The night comes so quiet
and it's close on the heels of the day
This is my summer night, completely wacko, it's-too-damn-hot, "What is this, Phoenix in Seattle?", what's-on-my-mind diary. I always think I love the heat until it hits about 90 degrees Fahrenheit in the Puget Sound and the humidity increases and increases, as it sucks the lovely moisture from the fresh water of the lakes around here and pulls droplets of absolutely saturated salt water into the atmosphere and we add heat and we get something that doesn't even closely resemble the Pacific Northwest.
(Apologies to Dead Heads everywhere)
Damn, it was 108 degrees in Hillsboro, Oregon of all places yesterday. This is my fried circuits, heat-infected, sun stroked brain melting it's way to the topic of my diary tonight. As soon as the temperature drops, I'll be better, I promise.
Right outside the lazy gate of winter's summer home
wondering where the nuthatch winters
Wings a mile long just carried the bird away
Hillsboro, Oregon is a suburb outside of Portland, just west of Beaverton, Oregon where I attended high school in the 1970's. And guess what? My thirty year high school reunion is next Saturday. Do I go or do I stay now? I have yet to return to one of these events, though I knew a lot of people then and in that place and I liked them well enough. My graduating class was large - somewhere around 550 - and surprisingly, it appears that a great deal of them will attend this event next Saturday.
but the heart has its beaches
its homeland and thoughts of its own
Help me decide. It's a tough one and a decision I need to make soon as I have to send in my response and the nice, fat little $60 fee that I can't afford to the reunion company that runs things. Funny how times have changed and we have to outsource even the events of our lives. I shouldn't bitch about this for two reasons - one, I had no compunction catering out my most recent failed wedding in 1998, when I thought I had the money to do so, and I really have nothing against a well-organized event. Two, one of my classmates actually either runs or works for the company doing the reunion event, so it's not to hard to see how they were hired. A little classmate nepotism (can I call it that?) is okay.
Sometimes we live no
particular way but our own
Blather, I know. But I've been putting off this decision ever since I found out about the reunion several months ago. Thirty years is a long time to return to a place and time that you haven't revisited. There has been only one friend that I've kept any kind of contact with since high school, and she was my best friend. We've traveled different routes over the years. We both went to the same college for four years after high school - Willamette University in Salem, Oregon. She met a guy that we went to college with and she married him. Life is a circle and the world is small. My first husband knew her husband as a classmate in high school, so it was inevitable that we all kind of walked together socially for several years as we had our kids. Her husband's dad was my ex's high school history teacher. My ex-husband and my best friend shared the same birthday, along with my husband's aunt, who happens to attend the same Presbyterian church along with my best friend and her mom and they've all sung in the same church choir for decades now. This is the ordinary, but incredible, nexus of life.

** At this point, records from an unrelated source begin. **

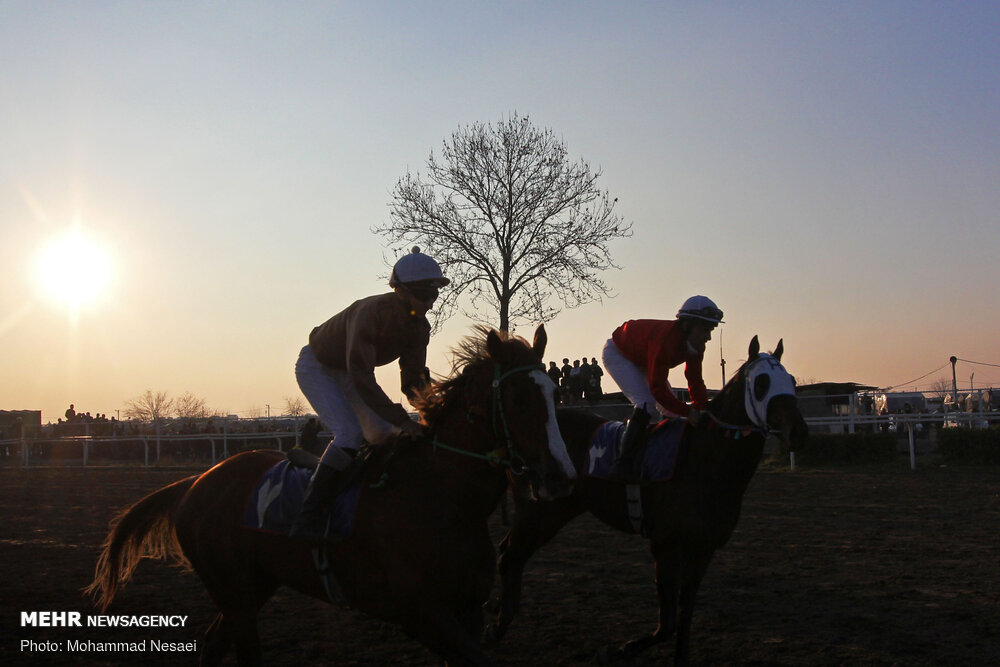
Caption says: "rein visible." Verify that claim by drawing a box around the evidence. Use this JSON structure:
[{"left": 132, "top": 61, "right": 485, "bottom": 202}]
[{"left": 431, "top": 363, "right": 545, "bottom": 475}]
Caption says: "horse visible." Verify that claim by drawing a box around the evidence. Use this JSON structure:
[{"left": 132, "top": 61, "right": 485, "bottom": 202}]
[
  {"left": 485, "top": 336, "right": 808, "bottom": 665},
  {"left": 85, "top": 326, "right": 576, "bottom": 665}
]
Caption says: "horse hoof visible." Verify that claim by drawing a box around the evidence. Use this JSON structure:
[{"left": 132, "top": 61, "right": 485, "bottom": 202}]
[
  {"left": 483, "top": 623, "right": 503, "bottom": 644},
  {"left": 597, "top": 644, "right": 622, "bottom": 665}
]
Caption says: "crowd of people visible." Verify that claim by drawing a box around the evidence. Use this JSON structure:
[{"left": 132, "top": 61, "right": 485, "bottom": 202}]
[{"left": 546, "top": 357, "right": 604, "bottom": 405}]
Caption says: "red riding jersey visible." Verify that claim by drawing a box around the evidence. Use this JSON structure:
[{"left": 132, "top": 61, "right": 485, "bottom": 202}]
[{"left": 611, "top": 320, "right": 708, "bottom": 417}]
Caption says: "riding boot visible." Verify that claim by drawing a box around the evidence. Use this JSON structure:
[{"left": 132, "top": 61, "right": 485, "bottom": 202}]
[
  {"left": 288, "top": 463, "right": 344, "bottom": 542},
  {"left": 608, "top": 405, "right": 650, "bottom": 483}
]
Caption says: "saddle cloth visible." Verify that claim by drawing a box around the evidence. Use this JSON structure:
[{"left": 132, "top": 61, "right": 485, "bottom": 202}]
[
  {"left": 243, "top": 459, "right": 361, "bottom": 538},
  {"left": 585, "top": 419, "right": 686, "bottom": 482}
]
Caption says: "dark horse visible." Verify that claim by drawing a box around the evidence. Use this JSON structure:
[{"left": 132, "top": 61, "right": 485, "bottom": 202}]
[
  {"left": 88, "top": 327, "right": 575, "bottom": 665},
  {"left": 487, "top": 336, "right": 808, "bottom": 665}
]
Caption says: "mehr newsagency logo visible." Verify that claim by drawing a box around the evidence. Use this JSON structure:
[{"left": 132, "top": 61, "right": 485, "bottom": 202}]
[{"left": 21, "top": 611, "right": 198, "bottom": 653}]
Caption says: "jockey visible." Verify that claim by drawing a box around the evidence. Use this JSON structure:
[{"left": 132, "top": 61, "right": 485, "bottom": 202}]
[
  {"left": 289, "top": 247, "right": 450, "bottom": 540},
  {"left": 604, "top": 296, "right": 722, "bottom": 477}
]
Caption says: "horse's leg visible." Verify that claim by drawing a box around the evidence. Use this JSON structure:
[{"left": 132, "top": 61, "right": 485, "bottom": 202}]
[
  {"left": 674, "top": 551, "right": 712, "bottom": 665},
  {"left": 484, "top": 498, "right": 582, "bottom": 642},
  {"left": 598, "top": 544, "right": 681, "bottom": 663},
  {"left": 405, "top": 607, "right": 494, "bottom": 667},
  {"left": 201, "top": 613, "right": 233, "bottom": 667},
  {"left": 199, "top": 573, "right": 277, "bottom": 666}
]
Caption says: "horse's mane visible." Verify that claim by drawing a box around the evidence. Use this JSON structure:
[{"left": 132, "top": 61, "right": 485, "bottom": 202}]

Sometimes we visit your country
and live in your home
Our lives diverged when I divorced and moved to Seattle in 1992. I've stayed in touch off and on - more off than on. She's has always been the better friend, because I'm just not a very good friend. I've had the great fortune of having several friends who stay in touch with me even though I'm absolutely terrible at letter writing, horrible on the phone for very long, and since I work with email all day at work, my personal email has become like the phone - sometimes I just don't answer it. Bad, bad exme. Nonetheless, I've always, always valued her friendship more than she'll know, because it's just one of those things and she's just one of those wonderful people. She has always been my cheerleader, sometimes to my deep chagrin. Oh, the stories she's told my daughters about the days and nights I used to stay up playing pinochle in the dorm with my card playing buddies, when I should have been studying, or the tales of my writing 20 page essays in one day and night that were meant to be research papers covering an entire semester. Such stories were a little tough to defend when I tried to enforce good studying habits with my own children. I call her up out of the blue and there has really been no time that has passed at all. I'm certain that it was just yesterday when we talked and I know that she feels the same way.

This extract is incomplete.